Sunday, February 08, 2026

I used to think historians in the future will have too much to work with. I could be wrong

 (I thought I had already posted this but the blogger system we use says I didn't. Apologies if I did. Most likely is that I posted something similar. When you blog for X years you forget what you've already blogged on.) 

Historians who study ancient Greece often have to work with fragments of text or just a few pottery shards. Nowadays we preserve so much that historians 1000 years from now will have an easier time. Indeed, they may have too much to look at; and have to sort through news, fake news, opinions, and satires, to figure out what was true.

The above is what I used to think. But I could be wrong. 

1) When technology changes stuff is lost. E.g., floppy disks.

2) (This is the inspiration for this blog post) Harry Lewis gave a talk in Zurich on 

The Birth of Binary: Leibniz and the origins of computer arithmetic

On Dec. 8, 2022 at 1:15PM-3:30PM Zurich time. I didn't watch it live (too early in the morning, east coast time) but it was taped and I watched a recording later. Yeah!

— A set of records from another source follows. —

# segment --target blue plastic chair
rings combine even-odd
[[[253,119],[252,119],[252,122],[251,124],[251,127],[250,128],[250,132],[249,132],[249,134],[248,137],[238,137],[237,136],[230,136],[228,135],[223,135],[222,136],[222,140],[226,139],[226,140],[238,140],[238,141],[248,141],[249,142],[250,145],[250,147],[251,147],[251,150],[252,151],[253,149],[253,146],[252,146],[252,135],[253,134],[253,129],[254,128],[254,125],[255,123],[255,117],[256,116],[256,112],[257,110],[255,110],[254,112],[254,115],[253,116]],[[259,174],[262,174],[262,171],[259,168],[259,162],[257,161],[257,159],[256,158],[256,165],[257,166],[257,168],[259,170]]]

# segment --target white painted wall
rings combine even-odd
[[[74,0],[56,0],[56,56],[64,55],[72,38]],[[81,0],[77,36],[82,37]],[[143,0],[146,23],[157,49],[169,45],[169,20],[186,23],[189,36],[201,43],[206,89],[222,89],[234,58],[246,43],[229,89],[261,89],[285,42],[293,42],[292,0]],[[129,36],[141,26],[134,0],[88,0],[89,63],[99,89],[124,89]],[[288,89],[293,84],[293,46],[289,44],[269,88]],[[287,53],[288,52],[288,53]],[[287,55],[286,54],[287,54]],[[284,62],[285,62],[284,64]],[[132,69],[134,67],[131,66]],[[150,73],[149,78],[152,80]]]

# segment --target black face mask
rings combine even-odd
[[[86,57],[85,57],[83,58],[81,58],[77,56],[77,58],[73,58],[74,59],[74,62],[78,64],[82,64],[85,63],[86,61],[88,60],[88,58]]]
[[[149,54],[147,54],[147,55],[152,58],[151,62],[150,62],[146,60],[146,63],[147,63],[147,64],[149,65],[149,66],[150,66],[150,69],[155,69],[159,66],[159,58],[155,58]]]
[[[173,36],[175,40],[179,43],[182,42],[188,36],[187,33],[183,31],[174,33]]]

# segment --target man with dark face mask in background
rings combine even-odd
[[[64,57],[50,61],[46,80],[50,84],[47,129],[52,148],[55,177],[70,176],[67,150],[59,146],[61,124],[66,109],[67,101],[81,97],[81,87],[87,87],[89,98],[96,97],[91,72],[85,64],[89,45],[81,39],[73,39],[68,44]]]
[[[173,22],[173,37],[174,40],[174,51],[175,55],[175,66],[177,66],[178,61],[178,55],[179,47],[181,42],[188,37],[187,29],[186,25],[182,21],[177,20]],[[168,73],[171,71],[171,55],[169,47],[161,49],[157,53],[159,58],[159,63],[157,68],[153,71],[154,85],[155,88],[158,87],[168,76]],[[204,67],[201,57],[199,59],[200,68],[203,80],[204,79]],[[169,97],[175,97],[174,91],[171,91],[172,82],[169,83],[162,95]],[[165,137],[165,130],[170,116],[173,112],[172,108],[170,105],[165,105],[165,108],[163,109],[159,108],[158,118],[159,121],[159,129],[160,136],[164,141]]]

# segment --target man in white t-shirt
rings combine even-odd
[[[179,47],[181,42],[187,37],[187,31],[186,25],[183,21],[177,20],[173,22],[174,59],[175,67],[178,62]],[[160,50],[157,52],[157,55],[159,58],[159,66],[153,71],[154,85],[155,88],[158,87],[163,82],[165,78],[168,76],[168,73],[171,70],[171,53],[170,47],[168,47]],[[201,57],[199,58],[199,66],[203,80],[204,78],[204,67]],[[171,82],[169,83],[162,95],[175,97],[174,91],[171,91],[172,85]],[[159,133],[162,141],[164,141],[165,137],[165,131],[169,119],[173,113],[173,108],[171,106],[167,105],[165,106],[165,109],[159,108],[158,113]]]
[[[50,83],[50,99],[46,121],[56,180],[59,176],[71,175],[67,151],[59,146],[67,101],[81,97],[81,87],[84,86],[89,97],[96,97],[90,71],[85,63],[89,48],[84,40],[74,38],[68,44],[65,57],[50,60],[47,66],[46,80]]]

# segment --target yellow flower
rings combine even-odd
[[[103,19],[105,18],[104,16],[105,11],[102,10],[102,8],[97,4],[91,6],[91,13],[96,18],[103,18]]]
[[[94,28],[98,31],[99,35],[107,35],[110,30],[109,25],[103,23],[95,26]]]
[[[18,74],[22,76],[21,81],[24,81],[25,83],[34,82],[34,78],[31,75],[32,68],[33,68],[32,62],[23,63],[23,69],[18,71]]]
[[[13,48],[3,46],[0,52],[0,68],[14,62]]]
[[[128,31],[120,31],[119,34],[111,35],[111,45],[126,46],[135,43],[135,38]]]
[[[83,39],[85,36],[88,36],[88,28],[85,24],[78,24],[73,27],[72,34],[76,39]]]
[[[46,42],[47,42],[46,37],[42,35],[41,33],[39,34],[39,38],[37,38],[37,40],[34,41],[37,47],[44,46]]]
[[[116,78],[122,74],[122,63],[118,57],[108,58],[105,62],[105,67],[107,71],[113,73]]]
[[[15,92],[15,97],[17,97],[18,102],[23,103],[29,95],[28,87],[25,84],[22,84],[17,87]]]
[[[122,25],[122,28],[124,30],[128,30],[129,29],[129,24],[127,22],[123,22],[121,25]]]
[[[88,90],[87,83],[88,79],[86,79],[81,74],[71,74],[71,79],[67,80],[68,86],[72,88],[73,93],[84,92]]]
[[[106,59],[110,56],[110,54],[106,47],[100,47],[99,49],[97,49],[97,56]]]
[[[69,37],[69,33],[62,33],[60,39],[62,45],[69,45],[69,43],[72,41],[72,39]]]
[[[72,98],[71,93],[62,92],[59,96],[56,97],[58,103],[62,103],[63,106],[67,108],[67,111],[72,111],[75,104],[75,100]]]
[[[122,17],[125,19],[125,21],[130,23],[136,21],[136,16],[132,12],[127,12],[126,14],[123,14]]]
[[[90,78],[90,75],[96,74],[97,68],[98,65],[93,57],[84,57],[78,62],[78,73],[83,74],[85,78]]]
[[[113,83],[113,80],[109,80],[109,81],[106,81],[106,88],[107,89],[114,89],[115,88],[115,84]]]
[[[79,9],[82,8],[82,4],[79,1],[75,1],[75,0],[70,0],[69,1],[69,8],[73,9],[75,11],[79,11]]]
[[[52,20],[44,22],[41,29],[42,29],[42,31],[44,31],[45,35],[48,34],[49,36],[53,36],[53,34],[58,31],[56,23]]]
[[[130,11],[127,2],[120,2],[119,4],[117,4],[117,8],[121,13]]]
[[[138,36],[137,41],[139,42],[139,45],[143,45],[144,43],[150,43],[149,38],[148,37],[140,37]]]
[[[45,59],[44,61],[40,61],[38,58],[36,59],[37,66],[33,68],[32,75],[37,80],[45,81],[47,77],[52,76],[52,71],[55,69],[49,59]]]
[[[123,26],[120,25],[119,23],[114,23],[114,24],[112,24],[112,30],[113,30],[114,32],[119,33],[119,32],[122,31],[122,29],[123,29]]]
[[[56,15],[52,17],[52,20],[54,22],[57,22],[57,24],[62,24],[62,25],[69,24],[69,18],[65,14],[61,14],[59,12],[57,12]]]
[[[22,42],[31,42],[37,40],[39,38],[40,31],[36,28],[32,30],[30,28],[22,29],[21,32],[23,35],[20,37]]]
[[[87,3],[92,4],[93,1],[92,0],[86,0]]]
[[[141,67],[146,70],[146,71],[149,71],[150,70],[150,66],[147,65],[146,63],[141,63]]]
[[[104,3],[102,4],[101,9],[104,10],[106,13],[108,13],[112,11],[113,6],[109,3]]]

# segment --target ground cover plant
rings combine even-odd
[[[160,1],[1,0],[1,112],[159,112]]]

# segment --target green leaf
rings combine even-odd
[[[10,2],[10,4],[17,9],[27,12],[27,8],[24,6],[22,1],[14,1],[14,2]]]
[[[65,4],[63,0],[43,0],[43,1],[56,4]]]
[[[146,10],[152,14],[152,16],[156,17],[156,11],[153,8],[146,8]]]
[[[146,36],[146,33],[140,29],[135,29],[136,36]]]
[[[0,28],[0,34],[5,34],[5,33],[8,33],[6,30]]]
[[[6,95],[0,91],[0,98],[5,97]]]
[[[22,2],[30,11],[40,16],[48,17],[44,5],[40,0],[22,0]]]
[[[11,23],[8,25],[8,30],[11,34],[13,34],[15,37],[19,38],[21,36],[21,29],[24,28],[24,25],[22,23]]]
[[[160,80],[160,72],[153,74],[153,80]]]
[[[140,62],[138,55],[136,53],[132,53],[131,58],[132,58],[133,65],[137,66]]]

His blog about it (see here) had a pointer to the video, and my blog about it (see here) had a pointer to both the video and to his blog.

A while back  I was writing a blog post where I wanted to point to the video. My link didn't work. His link didn't work. I emailed him asking where it was. IT IS LOST FOREVER! Future Historians will not know about Leibniz and binary! Or they might--- he has a book on the topic that I reviewed here. But what if the book goes out of print and the only information on this topic is my review of his book? 

3) Entire journals can vanish. I blogged about that here.

4) I am happy that the link to the Wikipedia entry on Link Rot (see here) has not rotted.

5) I did a post on what tends to NOT be recorded and hence may be lost forever here.

6) (This is  bigger topic than my one point here.) People tend to OWN less than they used to. 


DVDs-don't bother buying! Whatever you want is on streaming (I recently watched, for the first time, Buffy the Vampire Slayer, one episode a day, on Treadmill, and it was great!)

CD's- don't bother buying!  Use Spotify. I do that and it's awesome-I have found novelty songs I didn't know about! Including a song by The Doubleclicks  which I thought was about Buffy: here. I emailed them about that it and they responded with: Hello! Buffy, hunger games, divergent, Harry Potter, you name it.

JOURNALS- don't bother buying them, its all on arXiv (Very true in TCS, might be less true in other fields). 

CONFERENCES: Not sure. I think very few have paper proceedings. At one time they gave out memory sticks with all the papers on them, so that IS ownership though depends on technology that might go away. Not sure what they do now. 

This may make it easier to lose things since nobody has a physical copy. 

7) Counterargument: Even given the points above, far more today IS being preserved than used to be. See my blog post on that here. But will that be true in the long run? 

8) I began saying that I used to think future historians will have too much to look at and have to sort through lots of stuff (using quicksort?) to figure out what's true. Then I said they may lose a lot. Oddly enough, both might be true- of the stuff they DO have they will have a hard time figuring out what's true (e.g., Was Pope Leo's ugrad thesis on Rado's Theorem for Non-Linear Equations? No. See my blog about that falsehood getting out to the world here. Spoiler alert- it was my fault.)

QUESTIONS:

1) Am I right--- will the future lose lots of stuff?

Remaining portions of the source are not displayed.